Narrative arc, be it for someone's career, political fortunes, or a cause, is a fickle and powerful tool, and is often times disturbingly close to innuendo, rumor, and hearsay. Going green is cool. Bill Clinton ruined his political fortunes. Lindsey Lohan is a drunk, Gary Busey is insane, George Clooney is a cool guy. The Iraq War was the right thing to do until about 2005, and now it was totally the wrong thing to do.
The conventional wisdom, and it's accompanying narrative arc, confuses and titillates me, because it seems such a ridiculous and arbitrary thing, that if harnessed, results in awesome power and riches; I 'spose it's kind of like the Cool Stock Market. The Tao Jones. Heh.
The tastemakers these days, much to the MSM's chargin, now lie firmly in the blogs and netroots, and for that, I'm glad: as someone who's tasted the brief power of a few BoingBoing links, I can attest to the new market's force. I'm not a political expert, and as I said, I didn't follow the web rumble up to the moment that the MSM turned out the light's on Hillary's campaign. But I wonder: what happens when the two don't work in concert?

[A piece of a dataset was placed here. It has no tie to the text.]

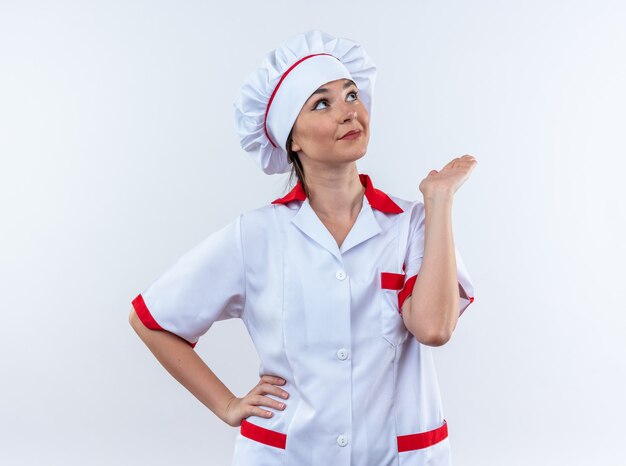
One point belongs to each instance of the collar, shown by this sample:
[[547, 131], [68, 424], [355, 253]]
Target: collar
[[377, 199]]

This gets back to a more germane concept in regards this blog's theme, which is design and art and cartoons and everything in between, and wonder out loud whether there is a push or pull in design and identity, and how that works: does a preconceived notion of Obama as winner cause photographers to photograph him more heroically? Does the prevalence of zombie movies influence our scares about viral diseases, or do the disease scares cause the movies popularity? It's all a very tricky and interconnected labirynth of influence and confusion that I'm not about to pin down definitively. I don't pretend to have the answers. But it sure has been rattling around in brain a lot.
Thursday, May 08, 2008
As you may know now if you're invited, we finished our Save The Date about a week ago. We're both really happy with it: as you can see from the above, I went back to the original look for the back side, and let the art on the front side speak for itself. The art is actually done by my mom. After weeks of scouring hundreds of images from the San Francisco library (kind of a crappy library for such a big city, if you ask me), wiki images, and bookstores, I finally appealed to my mom to create what I was looking for, and it's perfect. To suddenly be on the otherside of the equation - trying to art direct an illustrator about the vision in my head - was an enlightening experience. In any event, she did a great job, and these things look amazing. Thanks to my dad, too, for the printing. Sometimes it pays to have a graphic family, you know?
Looking at the other posts about this, I think the thing I take away again is that I sometimes have a tendency to get too tricky: too many cues, influences, and signifiers of the feeling I'm trying to impart. As a long time illustrator but less experienced designer, I just need to trust my audience more, and not let my illustrative instincts get in the way. The reason the first version didn't work, and this version does, is because the single theme is uncluttered by competing, subtly different messages. It really is true what they say: keep it simple, stupid.
Tuesday, May 06, 2008
I'm not exactly sure what the best part of this trailer is: the scratchy, extremely well done 'archival' footage at the beginning, the flagpole-aided underwear applique, or the weird mole-flower creature. Long story short, exhibit #394,039,107 that Japan...is...weird.